A própria relatora do acórdão revelou a preocupação de que a decisão não fosse entendida como um fomento à impunidade (vide item 7 da decisão). Infelizmente essa é a única interpretação possível. Diuturnamente são criadas amarras que engessam cada vez mais o trabalho investigativo exercido pela polícia judiciária.
Ao meu ver, constitui evidente inversão de valores deixar de condenar a pessoa sabidamente culpada porque não lhe foi informado de maneira explícita que o material gráfico por ela fornecido poderia ser utilizado em seu desfavor (essa é, finque-se, uma interpretação óbvia – o material gráfico serve à realização de perícia que pode ser contrária ou favorável ao fornecedor).
Estamos diante de uma interpretação que incha sobremaneira os direitos individuais outorgados pela Carta da República e que findou por desmantelar investigação que custou aos cofres do Estado (investigação essa satisfatória, porque efetivamente conseguiu identificar a autora do crime e colher prova técnica que a incriminava).
A segunda decisão analisada é a que anulou a operação Boi Barrica (ou Faktor), da Polícia Federal. O Ministro Sebastião Reis Júnior, nos autos do HC 191378/DF entendeu, em linhas gerais, que relatório do COAF (Conselho de Controle de Atividades Financeiras, do Ministério da Fazenda - órgão de inteligência responsável pela prevenção e pelo combate ao crime de lavagem de dinheiro), não é documento hábil para lastrear quebra de sigilo fiscal e bancário (todas as provas resultantes das quebras foram anuladas – teoria dos frutos da árvore envenenada).
Ora, o que será melhor para lastrear um afastamento de sigilo bancário ou fiscal que um relatório de inteligência fornecido por um órgão estatal especializado no combate à lavagem de dinheiro?
A quebra de sigilo fiscal e bancário e a posterior perícia realizada nos documentos por elas fornecidos é a melhor forma de identificar e lastrear o caminho percorrido pelo dinheiro em crimes contra ordem tributária, contra o sistema financeiro, de lavagem de dinheiro e os que envolvem desvios de verbas públicas.
Aliás, quanto melhor a prova técnica baseada em dados reais fornecidos por instituições creditícias que eventuais ilações acerca da origem e destino do dinheiro feitas pelo aparelho policial.
Dizer que o cidadão que dilapida o patrimônio público não pode ter seu sigilo bancário e fiscal afastados pelo Estado-juiz diante de relatório feito por órgão estatal de inteligência é sepultar qualquer possibilidade de responsabilização da criminalidade organizada (que se esconde atrás de complexas transações financeiras, utilizando-se de ‘laranjas’ para encobrir seus delitos).

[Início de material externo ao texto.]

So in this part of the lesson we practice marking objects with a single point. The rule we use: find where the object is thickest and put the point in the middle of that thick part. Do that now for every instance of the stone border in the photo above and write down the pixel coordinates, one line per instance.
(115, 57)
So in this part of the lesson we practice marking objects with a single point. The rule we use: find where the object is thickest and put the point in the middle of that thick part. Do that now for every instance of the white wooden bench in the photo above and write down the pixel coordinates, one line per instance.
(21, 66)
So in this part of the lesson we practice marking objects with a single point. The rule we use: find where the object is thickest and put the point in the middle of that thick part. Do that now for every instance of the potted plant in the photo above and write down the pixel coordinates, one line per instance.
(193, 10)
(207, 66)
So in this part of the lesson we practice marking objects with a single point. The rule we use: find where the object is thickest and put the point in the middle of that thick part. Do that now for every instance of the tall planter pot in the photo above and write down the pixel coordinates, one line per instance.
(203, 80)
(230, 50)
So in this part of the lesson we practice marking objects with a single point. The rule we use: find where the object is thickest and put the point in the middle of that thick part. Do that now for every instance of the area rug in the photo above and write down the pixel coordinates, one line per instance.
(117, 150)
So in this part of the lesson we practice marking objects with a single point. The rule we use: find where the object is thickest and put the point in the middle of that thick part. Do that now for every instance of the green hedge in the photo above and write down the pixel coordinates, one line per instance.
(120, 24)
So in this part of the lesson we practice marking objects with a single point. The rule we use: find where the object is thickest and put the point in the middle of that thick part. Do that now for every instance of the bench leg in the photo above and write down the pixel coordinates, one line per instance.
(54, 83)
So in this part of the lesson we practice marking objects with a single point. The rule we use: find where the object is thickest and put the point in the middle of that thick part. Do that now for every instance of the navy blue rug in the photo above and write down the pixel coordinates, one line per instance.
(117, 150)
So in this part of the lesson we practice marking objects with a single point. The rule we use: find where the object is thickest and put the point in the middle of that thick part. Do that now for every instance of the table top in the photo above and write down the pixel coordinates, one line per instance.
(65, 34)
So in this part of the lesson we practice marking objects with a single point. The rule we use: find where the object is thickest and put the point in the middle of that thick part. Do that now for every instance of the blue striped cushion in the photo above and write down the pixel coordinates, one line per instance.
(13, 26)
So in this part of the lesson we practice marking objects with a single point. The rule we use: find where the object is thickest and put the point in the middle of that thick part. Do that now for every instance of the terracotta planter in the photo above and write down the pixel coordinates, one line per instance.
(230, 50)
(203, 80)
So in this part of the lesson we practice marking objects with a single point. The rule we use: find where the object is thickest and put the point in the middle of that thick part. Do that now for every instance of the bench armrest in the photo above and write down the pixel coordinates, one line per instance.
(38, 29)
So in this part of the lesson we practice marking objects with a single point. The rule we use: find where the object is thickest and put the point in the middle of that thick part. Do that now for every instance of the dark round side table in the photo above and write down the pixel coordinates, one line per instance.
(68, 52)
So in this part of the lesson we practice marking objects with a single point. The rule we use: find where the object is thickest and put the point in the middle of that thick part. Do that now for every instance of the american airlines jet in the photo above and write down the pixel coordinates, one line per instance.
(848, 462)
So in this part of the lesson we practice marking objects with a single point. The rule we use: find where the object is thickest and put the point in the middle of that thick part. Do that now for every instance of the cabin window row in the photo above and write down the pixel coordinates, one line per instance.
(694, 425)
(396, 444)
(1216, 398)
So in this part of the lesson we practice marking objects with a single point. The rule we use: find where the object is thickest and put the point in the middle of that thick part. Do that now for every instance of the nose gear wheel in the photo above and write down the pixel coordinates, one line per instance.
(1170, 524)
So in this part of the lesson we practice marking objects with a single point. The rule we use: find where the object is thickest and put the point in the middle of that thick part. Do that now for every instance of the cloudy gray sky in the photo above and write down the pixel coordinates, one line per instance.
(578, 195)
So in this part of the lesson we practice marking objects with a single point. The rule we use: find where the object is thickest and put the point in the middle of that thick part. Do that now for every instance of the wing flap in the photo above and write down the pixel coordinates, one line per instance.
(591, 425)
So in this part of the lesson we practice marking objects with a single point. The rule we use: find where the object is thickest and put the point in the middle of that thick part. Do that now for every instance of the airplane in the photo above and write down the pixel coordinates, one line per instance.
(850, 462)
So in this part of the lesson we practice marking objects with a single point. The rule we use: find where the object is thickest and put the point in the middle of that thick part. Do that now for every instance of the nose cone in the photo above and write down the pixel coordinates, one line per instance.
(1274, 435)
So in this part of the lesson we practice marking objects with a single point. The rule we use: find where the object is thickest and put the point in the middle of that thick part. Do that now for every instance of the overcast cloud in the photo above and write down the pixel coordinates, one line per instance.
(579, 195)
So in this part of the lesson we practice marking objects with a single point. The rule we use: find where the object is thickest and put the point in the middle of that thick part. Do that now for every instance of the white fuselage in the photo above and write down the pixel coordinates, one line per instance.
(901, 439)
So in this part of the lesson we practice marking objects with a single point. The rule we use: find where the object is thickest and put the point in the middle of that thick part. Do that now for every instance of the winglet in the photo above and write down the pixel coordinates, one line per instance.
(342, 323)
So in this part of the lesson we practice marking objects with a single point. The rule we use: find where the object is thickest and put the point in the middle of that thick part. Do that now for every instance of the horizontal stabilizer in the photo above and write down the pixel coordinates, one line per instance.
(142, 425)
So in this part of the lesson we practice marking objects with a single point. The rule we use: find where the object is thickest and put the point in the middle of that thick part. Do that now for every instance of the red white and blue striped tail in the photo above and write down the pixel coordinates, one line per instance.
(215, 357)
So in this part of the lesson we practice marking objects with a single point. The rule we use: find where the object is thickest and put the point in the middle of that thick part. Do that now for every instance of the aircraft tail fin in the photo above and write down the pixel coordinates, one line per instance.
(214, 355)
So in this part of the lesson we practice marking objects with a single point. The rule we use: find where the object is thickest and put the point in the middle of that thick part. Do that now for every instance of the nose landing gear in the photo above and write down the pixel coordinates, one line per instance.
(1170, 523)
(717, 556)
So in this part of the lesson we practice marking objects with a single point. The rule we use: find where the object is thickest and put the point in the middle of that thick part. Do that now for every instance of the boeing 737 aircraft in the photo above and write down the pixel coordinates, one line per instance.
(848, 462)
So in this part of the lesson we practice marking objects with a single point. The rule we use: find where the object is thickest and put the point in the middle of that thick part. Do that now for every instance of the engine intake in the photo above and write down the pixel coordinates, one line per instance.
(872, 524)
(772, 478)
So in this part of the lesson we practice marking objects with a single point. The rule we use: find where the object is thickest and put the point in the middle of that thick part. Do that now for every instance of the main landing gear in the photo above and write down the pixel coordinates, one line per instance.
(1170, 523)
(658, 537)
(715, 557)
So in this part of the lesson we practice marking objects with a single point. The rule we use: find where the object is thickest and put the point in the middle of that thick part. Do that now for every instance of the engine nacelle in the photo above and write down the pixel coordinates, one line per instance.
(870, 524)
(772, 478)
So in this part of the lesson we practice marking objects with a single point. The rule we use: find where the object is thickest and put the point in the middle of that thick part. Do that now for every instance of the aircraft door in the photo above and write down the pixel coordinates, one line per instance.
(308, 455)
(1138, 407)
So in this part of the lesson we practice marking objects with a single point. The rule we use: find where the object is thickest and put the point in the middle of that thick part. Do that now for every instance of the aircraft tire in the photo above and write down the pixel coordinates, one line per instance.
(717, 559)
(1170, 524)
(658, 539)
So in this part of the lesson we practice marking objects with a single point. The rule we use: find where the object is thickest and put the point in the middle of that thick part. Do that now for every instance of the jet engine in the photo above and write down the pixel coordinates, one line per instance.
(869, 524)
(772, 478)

Se por um lado o direito à intimidade e ao sigilo de dados é garantido constitucionalmente pela Lex Maxima, por outro é cediço que não há direito individual absoluto. Ao passo em que o cidadão se utiliza do direito à intimidade outorgado pela Carta da República para cometer atos ilícitos, esse mesmo direito merece ceder ao interesse público representado pela elucidação da prática delitiva. Essa é uma das características dos direitos fundamentais, a limitabilidade, que na lição de Pedro Lenza (in Direito Constitucional Esquematizado, editora Método, páginas 528 e 529) significa, in verbis:
.Os direitos fundamentais não são absolutos (relatividade), havendo, muitas vezes, no caso concreto, confronto, conflito de interesses. A solução ou vem discriminada na própria Constituição (ex.: direito de propriedade versus desapropriação), ou caberá ao intérprete, ou magistrado, no caso concreto, decidir qual direito deverá prevalecer, levando em consideração a regra da máxima observância dos direitos fundamentais envolvidos, conjugando-a com a sua mínima restrição
Se é certo que o Estado-juiz deve cuidar para que não sejam cometidos excessos no curso das investigações levadas a efeito pelo Estado-investigação, é igualmente fato que ele deve ser cauteloso com o fito de não superdimensionar direitos individuais em detrimento do interesse de toda sociedade, gerando, como dito supra, funesta sensação de impunidade.
Anos de investigação, dinheiro público e esmero na produção de provas robustas e técnicas não podem ser sumariamente descartados sob o argumento da proteção dos direitos individuais dos que se locupletam do erário e contribuem para o atraso do nosso país.